Both Denmark and China have chosen to invest heavily in urban district energy/CHP infrastructure, but transposing the Denmark energy taxation model or the Chinese com­mand/control regime to the U.S. government is not likely. We need to find a middle ground policy mechanism with government loan guarantees, revolving funds or tax-exempt bonding as the means to support initial capital investment in district energy. Unlike regulated utilities that essentially act as monopolies with an obligation to serve everyone in their territory, district energy in the U.S. is a wholly competitive endeavor where building owners can decide whether to connect or install their own in-building boilers and chillers. Investment or production tax credits may help to attract private capital or improve ROI's but policies to diminish development risk are also needed. In the Middle East and Asia, public-private partnerships have stimulated huge growth in district energy investments.

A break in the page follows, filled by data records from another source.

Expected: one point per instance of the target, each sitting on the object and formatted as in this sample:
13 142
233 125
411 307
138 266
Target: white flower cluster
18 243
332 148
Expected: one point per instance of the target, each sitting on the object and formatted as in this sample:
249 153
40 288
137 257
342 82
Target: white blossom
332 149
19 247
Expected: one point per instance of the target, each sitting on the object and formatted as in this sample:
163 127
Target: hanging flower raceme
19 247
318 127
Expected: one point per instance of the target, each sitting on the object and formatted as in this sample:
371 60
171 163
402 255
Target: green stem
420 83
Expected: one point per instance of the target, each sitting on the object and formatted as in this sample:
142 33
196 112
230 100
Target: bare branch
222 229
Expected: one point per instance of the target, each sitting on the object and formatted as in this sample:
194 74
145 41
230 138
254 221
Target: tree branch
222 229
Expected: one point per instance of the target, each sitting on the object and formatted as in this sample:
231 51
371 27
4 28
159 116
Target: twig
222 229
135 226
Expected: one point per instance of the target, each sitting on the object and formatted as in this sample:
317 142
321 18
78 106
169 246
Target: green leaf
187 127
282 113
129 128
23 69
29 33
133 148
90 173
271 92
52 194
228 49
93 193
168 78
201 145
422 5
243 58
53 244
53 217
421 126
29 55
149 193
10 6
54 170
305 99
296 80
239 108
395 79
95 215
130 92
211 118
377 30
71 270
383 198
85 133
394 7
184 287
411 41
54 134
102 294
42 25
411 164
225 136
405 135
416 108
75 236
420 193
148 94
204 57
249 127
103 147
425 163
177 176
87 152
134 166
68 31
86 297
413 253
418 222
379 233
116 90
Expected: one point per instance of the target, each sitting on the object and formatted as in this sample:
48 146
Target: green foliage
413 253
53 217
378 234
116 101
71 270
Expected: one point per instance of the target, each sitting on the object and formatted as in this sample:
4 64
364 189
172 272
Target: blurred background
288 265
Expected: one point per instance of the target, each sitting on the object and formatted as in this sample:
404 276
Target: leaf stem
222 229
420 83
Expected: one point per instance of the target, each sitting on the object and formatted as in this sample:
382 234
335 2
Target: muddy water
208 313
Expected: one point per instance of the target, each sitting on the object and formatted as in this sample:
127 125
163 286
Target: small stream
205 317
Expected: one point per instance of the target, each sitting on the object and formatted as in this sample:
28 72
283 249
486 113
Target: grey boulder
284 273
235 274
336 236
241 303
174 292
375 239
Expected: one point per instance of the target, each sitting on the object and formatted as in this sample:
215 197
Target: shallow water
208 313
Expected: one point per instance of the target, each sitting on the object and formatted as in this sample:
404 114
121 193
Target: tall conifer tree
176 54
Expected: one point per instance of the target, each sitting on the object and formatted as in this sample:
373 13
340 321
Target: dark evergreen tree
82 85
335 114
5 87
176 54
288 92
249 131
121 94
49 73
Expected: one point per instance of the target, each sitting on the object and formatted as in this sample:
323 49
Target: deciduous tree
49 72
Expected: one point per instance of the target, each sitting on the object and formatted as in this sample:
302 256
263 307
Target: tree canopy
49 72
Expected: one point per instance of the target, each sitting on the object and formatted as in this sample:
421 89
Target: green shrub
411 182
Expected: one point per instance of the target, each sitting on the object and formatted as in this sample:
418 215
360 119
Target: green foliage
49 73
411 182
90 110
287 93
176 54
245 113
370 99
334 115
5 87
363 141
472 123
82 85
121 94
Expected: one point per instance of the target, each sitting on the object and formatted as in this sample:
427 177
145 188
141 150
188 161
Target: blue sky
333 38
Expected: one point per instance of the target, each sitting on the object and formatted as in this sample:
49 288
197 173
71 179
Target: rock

Today, more than half of the world's 6.3 billion people live in cities. By 2050, U.N. research predicts global population will increase to nearly 9 billion people and nearly 70 percent - or 6.3 billion - will live in urban centers. Taken another way, in 40 years, today's total global population will have moved virtually altogether into our cities and even mega-cities with more than 30 million inhabitants. In order to support this dense energy and environmental concentration, we will absolutely need thermal energy infrastructure to utilize surplus heat from power stations and convert municipal waste from landfill liability to useful energy. Even today, we can ill afford to throw away two-thirds of the fuel we burn to make electricity, let alone when urban populations have nearly doubled.

We can be encouraged by the tre­mendous success in increasing urban energy efficiency that IDEA members have already demonstrated in their com­munities. For instance, UT Austin's focus on modeling and managing the efficiency of its CHP/district energy system allows it to serve twice as many square feet of cus­tomer space today with the same volume of fuel as 20 years ago. District Energy St. Paul has shown similar results, now serving twice the customer square footage as it did in the 1980s with the same fuel volume, and its switch to renewables has also cut urban CO2 emissions by nearly 240,000 tons per year. In Toronto, Enwave's investment in lake water district cooling reduced peak power demand by 90 percent and cut emissions equivalent to taking nearly 16,000 cars off the road.

These real-world cases demonstrate that district energy is not only proven, readily available and highly effective; it is essential infrastructure for a sustainable city. Our challenge is to educate a range of audiences on the near-term potential for district energy and direct finite resources where we can achieve the greatest benefit for our members. If half the world is moving to cities, maybe we should too.